Among the 17,223 men who underwent the intelligence testing, we excluded eight records with a missing score and additional four records with BPP scores below 10, all of which we considered data entry errors. Among the remaining 17,211 men, IQ scores were normally distributed, and the distributions did not differ substantially according the Apgar score categories (figure 1). Compared with those whose five-minute Apgar score was 10, mean differences in IQ scores were -2.6 points (95% CI, -5.4; 0.3) and -1.0 points (95% CI, -1.9; 0.0) for men with 5-mintue Apgar scores <7 and 7–9, respectively.

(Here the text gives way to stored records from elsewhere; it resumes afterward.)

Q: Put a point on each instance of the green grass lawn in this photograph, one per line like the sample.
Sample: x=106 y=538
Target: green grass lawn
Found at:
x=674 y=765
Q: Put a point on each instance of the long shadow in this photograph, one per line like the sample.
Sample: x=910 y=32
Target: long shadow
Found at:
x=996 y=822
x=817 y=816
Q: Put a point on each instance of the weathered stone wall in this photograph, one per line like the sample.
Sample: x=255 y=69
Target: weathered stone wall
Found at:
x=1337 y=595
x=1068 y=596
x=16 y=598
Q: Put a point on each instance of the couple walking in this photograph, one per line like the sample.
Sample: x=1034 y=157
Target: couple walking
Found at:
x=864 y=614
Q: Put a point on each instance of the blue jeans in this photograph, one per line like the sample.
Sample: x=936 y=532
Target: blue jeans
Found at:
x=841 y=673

Prevalence of low cognitive function among those with a five-minute Apgar score <7 was 34.9%, which was greater than the 25% expected given our definition of low cognitive function as a score in the bottom quartile (table 2). The observed prevalence of low cognitive function differed from the expected value of 25% among conscripts who were born to mothers aged 20 years or younger (36.3%) or those who were SGA (32.9%). Greater differences from the expected distribution were seen among those who had five-minute Apgar score <7 coupled with maternal age 20 years or younger (60.0%); with preterm birth (40.9%); with SGA (50.0%); or with instrument delivery (48.1%). These estimates are based on small number of 'events'.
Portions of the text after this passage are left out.